(had to artificially insert spaces in doWriteHeavyFootprintsInSources in the title of this post for the forum to allow me to make this post)
I’m using v19_0_0 of the pipelines and was hoping to limit the output file size of the “src” tables in cases with high source density using:
processCcd.py DATA --calib DATA/CALIB --rerun processCcdOutputs --id visit=725289 ccdnum=49 --longlog --config isr.doFringe=False --config calibrate.astrometry.matcher.maxRefObjects=3000 --config calibrate.doWriteHeavyFootprintsInSources=False &> processCcd.log &
However, the resulting
src-0725289_49.fits file size with/without
doWriteHeavyFootprintsInSources=False (and holding everything else fixed) ends up exactly the same (2+ GB). Checking DATA/rerun/processCcdOutputs/config/processCcd.py shows that this config setting does seem to be properly recorded:
grep doWriteHeavy DATA/rerun/processCcdOutputs/config/processCcd.py
Thanks very much.
Looks like this feature was removed in Fix pep8 warnings · lsst/pipe_tasks@1ff2a9c · GitHub without comment or notice.

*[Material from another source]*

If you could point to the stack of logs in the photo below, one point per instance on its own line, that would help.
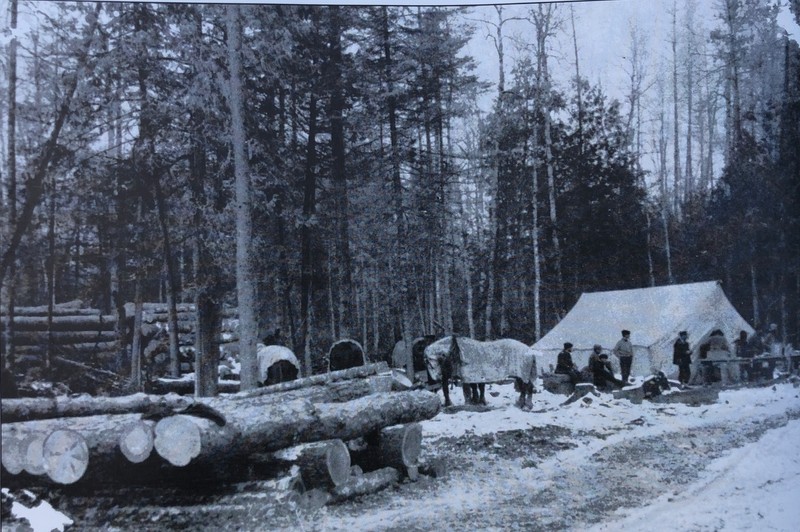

Actually, that’s unfair. That commit was merely removing a useless setting of a variable that was already unused. The real removal was Remove 'flags=sourceWriteFlags' from dataRef.put in CalibrateTask. · lsst/pipe_tasks@790c077 · GitHub
That September 2016 commit gave the rationale “The Butler ‘put’ does not support a ‘flags’ option to pass down
to the underlying catalogs.”
Is this a question that should be revisited with the Gen3 Butler?
There are ongoing discussions about the best way to handle this in Gen3. There is also [DM-26761] Add flags parameter for reading afw tables in gen3 - Jira for dealing with this on read (not write).
Gen3 does not allow people to specify parameters on put. It’s up to the user to strip it ahead of time if they don’t think it will be needed. See also the discussion in DM-6927.
Thanks all for the very helpful responses!
As a mere end user, I would indeed like the ability to specify this type of flag and have its intent be obeyed/propagated, but I can’t claim to know about all the other implications that might bring along.
@timj could you elaborate on “strip it ahead of time” for Gen3 – does that mean I would be manipulating a Butler object such that it discards the things I don’t wish to write-out before issuing the write-out command? Thanks again!
It could mean that you run the code to strip out the heavy footprints before writing the table, but ordinarily that would either be happening in the
Task.run() method (controlled by configuration) or by the
PipelineTask.runQuantum() infrastructure that is interacting with butler. Since you say you are a user and not a Task author, there’s little you can do at the present time.
v19 is an extremely old release of the software and many many things have changed (including the entire way we run pipelines and interact with data files). In this particular case we haven’t implemented any tasks that will strip the heavy footprints out so updating to a current release would not help you. On the other hand, migrating to the modern infrastructure would at least let you make use of any task configuration that does happen in the future.
Thanks, Tim! Yes, I am aware that v19 is quite old. The context is that I’m reducing DECam data, and my understanding has been that DECam support in Gen3 is currently under development, so I’m trying to figure out how to balance using something stable versus not getting ridiculously far behind. At any rate, I am very interested in learning to use Gen3 in the near future.
As far as I’m aware DECam support in Gen3 is working great unless you need to use the community pipeline calibrations. Even if you were wanting to use gen2 you should be using v23.0.2. We are using DECam data with gen3 in many of our alert production tests. @lskelvin or @mrawls can comment in case I’m missing something subtle.
See for example:
Thanks! Yes, using Lee’s guide to learn DECam Gen3 processing has been on my to-do list for a while. Thanks also for the specific recommendation about a more recent version of Gen2.
It is convenient to be able to use CP master cals with Gen2, but I’m alright with learning a different way to handle master cals for Gen3.
What is the status of custom reference catalogs in Gen3? Our group wants to, for instance, process DECam data below Dec = -30 where there’s no PS1 available. @lskelvin @mrawls
Reference catalogs aren’t really different between gen2/gen3. What reference catalog are you thinking of using? We have instructions for converting external catalogs to our refcat format. See this Community post for a Gaia DR2 refcat (though that doesn’t help with photometry).
@parejkoj Thanks for the info! Our group has had good success with making LSST pipeline formatted reference catalogs for our Gen2 DECam reductions, so that’s nice to hear that references catalogs don’t really change much between Gen2/Gen3. Examples of southern data sets we’ve used as reference catalogs with Gen2 are DECaPS (DECam Plane Survey), SkyMapper, and NOIRLab Source Catalog. Thanks again.